We cannot believe that our Faith is something quietly personal that doesn’t leave our homes or our buildings. We have to take the knowledge that we get about God and spread it into the world for others to hear. We have to care for the sick, needy, and helpless just as Jesus commanded us to do. We cannot just count the hours we spend in the church; we have to make the hours we spend here count! If you believe that you have done your duty to God this week by showing up here today and dropping your check in the offering plate, you have seriously missed the point of Jesu. Faith is more than attendance. Faith is more than knowledge. Faith is taking that time and knowledge and actually doing something with it. What are you doing with your Faith? What have you done to grow yourself and therefore the Kingdom of God? I cannot answer these questions for you. These are things you have to think about and figure out for yourself.
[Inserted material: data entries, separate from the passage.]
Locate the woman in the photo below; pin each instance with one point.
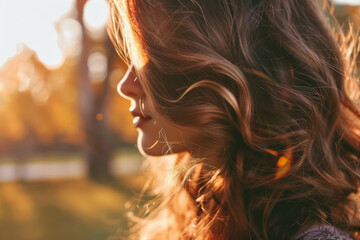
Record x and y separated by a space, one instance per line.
251 97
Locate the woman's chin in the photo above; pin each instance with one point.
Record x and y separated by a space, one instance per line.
149 146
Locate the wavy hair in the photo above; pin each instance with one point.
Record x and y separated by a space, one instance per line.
262 83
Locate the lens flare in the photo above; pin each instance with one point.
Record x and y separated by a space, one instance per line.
284 164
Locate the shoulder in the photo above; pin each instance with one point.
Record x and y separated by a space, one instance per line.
326 232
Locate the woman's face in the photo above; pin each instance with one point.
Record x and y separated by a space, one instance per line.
157 135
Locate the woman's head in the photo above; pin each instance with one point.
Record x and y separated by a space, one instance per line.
258 87
255 71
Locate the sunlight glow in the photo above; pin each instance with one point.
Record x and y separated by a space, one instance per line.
32 23
136 51
97 65
70 37
96 13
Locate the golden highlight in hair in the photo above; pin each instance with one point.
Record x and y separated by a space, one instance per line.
264 86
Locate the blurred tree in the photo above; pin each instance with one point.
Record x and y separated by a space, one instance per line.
97 147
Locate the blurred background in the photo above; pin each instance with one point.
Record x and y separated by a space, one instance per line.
69 168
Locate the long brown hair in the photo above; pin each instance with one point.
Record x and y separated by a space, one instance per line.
262 84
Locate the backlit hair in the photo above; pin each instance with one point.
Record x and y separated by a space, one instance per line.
262 83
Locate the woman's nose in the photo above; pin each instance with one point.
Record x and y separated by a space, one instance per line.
129 87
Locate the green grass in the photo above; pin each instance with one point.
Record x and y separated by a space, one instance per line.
63 210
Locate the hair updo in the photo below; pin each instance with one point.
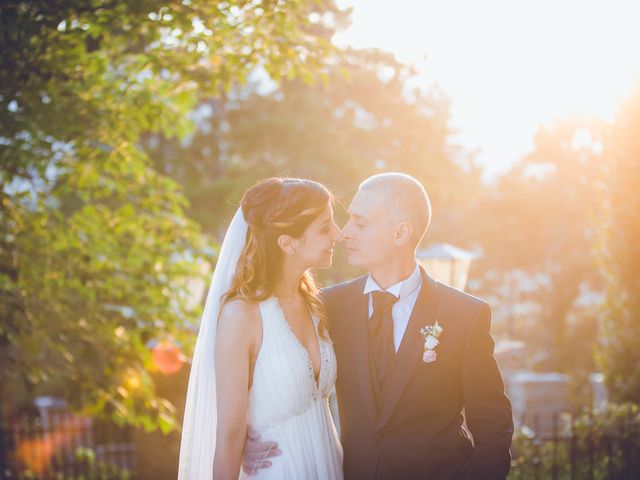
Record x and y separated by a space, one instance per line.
274 207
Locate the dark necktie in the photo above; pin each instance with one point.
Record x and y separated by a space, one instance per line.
381 349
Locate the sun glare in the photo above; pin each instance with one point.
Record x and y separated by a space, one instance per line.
509 66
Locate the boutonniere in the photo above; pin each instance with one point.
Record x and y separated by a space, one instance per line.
430 334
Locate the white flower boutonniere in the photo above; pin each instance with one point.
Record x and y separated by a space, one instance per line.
430 334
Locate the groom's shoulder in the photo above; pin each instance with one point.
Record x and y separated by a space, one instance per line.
453 296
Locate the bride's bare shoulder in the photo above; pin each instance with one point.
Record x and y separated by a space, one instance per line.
241 317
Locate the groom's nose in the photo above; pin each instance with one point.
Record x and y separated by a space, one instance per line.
346 230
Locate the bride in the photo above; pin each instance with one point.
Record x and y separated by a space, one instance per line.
263 359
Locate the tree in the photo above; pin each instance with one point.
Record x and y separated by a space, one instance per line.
538 236
96 250
619 353
366 119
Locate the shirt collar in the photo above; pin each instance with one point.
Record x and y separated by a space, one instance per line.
400 289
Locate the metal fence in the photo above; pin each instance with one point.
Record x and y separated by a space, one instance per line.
590 446
62 446
602 445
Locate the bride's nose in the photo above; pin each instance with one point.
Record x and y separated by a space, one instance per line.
337 234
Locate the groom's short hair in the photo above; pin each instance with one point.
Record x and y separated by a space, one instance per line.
407 200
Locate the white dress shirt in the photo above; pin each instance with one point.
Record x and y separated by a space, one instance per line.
407 290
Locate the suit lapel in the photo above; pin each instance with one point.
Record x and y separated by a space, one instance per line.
359 317
411 348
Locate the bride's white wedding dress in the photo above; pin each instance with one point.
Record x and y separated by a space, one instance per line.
286 404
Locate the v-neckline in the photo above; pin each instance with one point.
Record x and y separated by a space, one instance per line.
316 378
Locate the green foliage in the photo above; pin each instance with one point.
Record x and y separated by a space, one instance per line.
599 445
96 250
538 233
619 355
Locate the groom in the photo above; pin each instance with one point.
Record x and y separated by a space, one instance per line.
401 398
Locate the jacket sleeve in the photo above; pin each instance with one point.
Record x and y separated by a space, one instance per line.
487 408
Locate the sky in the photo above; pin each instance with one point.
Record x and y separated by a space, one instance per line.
508 66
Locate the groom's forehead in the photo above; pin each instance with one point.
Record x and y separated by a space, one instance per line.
366 206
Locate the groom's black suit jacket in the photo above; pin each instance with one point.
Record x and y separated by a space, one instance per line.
418 432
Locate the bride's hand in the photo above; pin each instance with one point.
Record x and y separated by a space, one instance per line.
256 453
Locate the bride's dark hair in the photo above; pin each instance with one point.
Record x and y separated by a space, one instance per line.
274 207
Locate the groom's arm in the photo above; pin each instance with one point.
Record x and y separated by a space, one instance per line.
487 408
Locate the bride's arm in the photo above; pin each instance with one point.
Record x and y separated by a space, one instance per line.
238 337
333 406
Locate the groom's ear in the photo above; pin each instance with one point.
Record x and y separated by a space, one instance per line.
402 233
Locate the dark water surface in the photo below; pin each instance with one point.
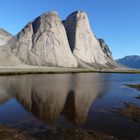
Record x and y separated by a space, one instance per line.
35 103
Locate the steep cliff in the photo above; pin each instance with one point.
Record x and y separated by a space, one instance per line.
84 45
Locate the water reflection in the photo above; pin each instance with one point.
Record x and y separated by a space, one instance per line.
50 96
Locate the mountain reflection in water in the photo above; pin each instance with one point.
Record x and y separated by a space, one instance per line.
49 96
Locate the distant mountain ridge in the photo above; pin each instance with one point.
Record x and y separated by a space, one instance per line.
130 61
49 41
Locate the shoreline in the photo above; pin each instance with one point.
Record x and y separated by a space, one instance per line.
57 70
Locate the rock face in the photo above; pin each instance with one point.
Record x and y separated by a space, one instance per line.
44 42
47 41
132 61
4 36
105 49
84 45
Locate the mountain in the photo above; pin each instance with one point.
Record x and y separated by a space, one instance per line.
4 36
84 45
130 61
49 41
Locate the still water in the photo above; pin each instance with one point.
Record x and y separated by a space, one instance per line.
35 103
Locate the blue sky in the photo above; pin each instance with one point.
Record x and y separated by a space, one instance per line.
116 21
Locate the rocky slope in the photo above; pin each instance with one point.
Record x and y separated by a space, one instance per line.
84 45
4 36
47 41
132 61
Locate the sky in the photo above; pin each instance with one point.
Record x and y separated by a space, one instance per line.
116 21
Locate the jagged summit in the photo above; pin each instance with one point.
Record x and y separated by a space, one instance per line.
47 41
83 42
44 42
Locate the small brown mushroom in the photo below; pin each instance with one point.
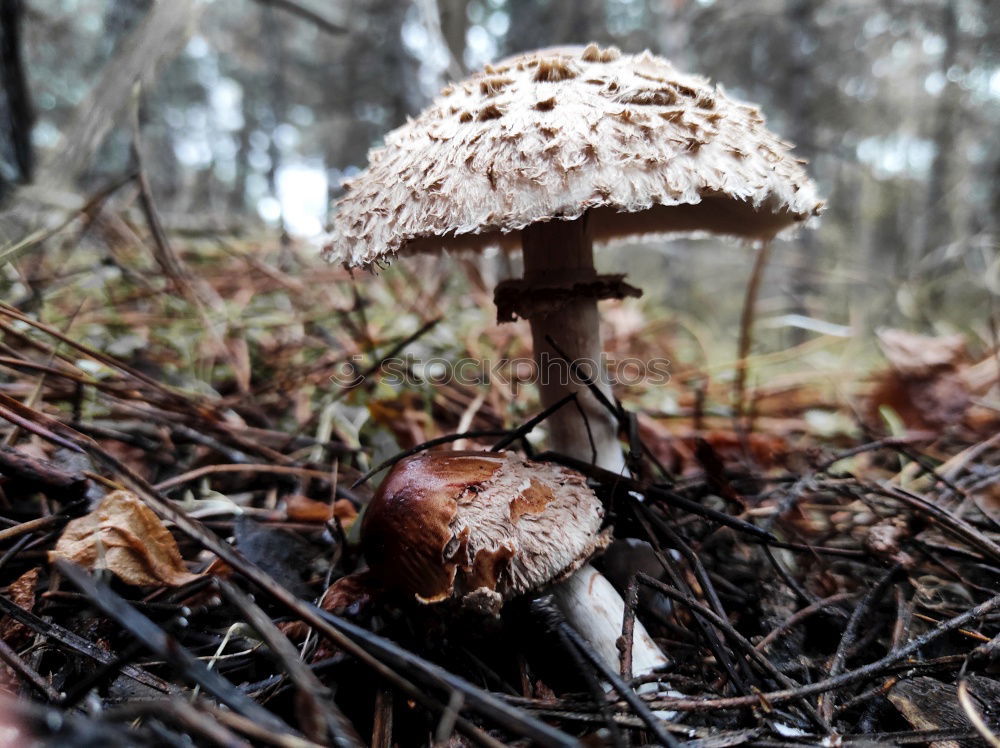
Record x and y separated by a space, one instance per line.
481 528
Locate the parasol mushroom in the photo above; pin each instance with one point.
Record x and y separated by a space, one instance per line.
480 528
550 151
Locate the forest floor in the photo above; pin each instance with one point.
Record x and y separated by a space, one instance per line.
836 580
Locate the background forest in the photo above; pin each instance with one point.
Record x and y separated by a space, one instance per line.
896 104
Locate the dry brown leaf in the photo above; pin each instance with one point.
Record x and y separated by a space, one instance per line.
924 385
124 536
22 593
921 355
988 501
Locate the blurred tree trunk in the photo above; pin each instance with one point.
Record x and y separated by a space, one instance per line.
274 38
937 229
157 39
16 115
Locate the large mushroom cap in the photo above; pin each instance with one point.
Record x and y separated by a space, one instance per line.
479 527
550 135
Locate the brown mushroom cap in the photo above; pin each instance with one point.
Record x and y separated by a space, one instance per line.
481 527
552 134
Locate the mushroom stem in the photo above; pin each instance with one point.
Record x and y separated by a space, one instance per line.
558 254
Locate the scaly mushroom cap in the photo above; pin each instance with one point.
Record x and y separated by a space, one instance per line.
551 134
481 527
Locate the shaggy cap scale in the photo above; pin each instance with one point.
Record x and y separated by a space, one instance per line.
550 135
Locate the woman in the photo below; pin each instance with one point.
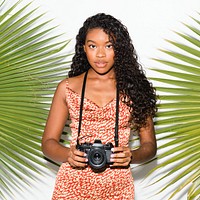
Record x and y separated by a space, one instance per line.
104 62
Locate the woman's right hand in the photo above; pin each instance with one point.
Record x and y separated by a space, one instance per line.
77 158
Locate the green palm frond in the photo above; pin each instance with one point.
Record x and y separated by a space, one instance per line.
30 67
178 118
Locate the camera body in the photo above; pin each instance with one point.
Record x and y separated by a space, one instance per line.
98 155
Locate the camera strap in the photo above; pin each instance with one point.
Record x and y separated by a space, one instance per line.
116 138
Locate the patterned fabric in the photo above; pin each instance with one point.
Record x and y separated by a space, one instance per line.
97 123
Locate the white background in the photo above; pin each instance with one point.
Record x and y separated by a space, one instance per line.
149 22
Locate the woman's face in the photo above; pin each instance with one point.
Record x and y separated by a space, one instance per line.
99 50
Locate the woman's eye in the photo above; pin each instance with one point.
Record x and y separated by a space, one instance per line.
109 46
92 46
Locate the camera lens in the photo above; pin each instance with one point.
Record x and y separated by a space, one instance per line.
97 158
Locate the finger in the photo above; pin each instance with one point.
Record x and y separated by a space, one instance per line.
121 162
117 149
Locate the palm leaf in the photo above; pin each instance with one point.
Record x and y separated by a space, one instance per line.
31 66
178 119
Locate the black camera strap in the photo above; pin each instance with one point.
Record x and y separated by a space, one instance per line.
116 138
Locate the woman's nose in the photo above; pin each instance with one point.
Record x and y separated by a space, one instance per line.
100 52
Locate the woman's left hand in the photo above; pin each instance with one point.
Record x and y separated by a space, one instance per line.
121 156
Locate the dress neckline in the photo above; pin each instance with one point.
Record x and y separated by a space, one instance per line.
92 102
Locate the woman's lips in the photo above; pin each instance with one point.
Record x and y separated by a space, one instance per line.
100 64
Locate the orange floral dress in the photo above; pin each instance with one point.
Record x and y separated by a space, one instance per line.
97 123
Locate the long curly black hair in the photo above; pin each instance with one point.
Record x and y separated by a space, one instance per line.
137 92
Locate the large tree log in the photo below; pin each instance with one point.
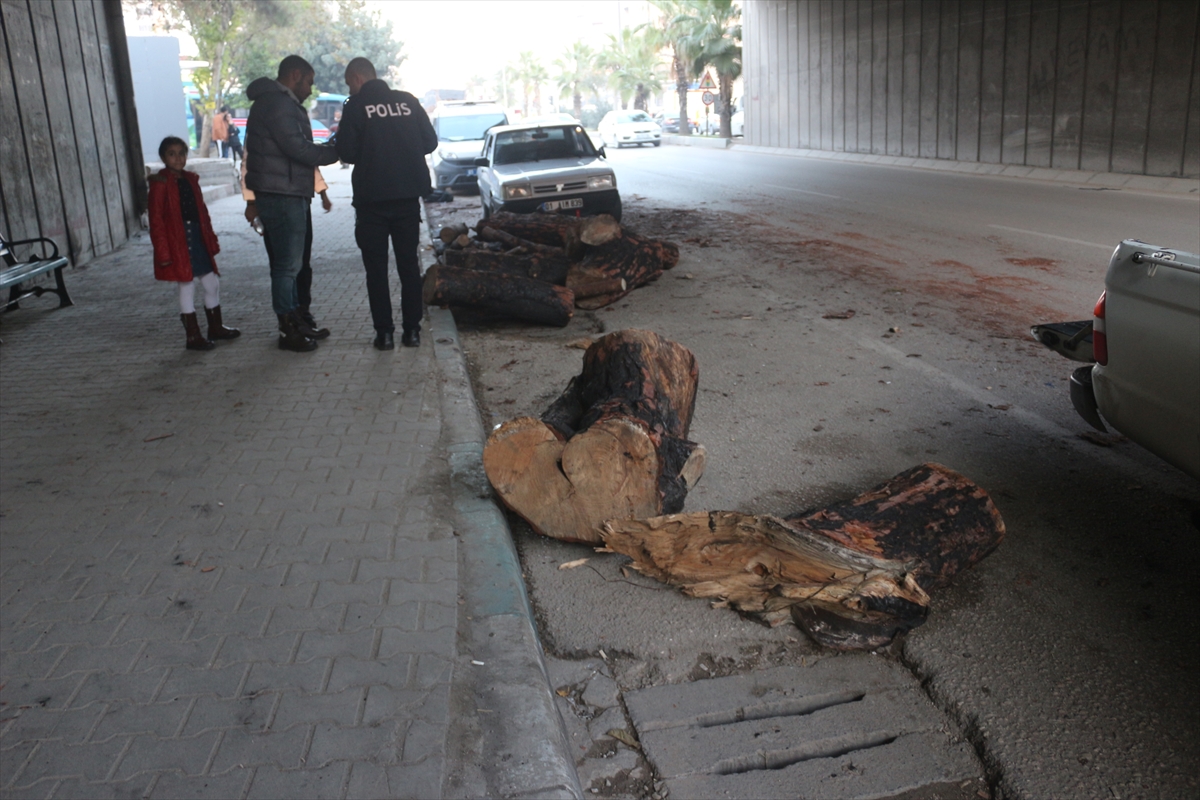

Here’s the last lesson Peter has to teach us; It’s never too late. Peter’s lowest point came while Jesus hung on the cross. He had denied his master and his faith. However, after this moment, Peter’s Faith grew to the point that the Church was built on it. He led the apostles and grew Jesus’ teachings to all edges of the known world. He is remembered as the disciple with the greatest faith of all. If you asked yourself those questions from a moment ago and you don’t have the kind of answers you like, its not too late to do something about it. Make your time count. Make your studies count. Make the improvement that you seek to achieve in your own life count. Make it all count by making it about God and others. That is what Jesus taught us and that is what will make your Faith something substantial.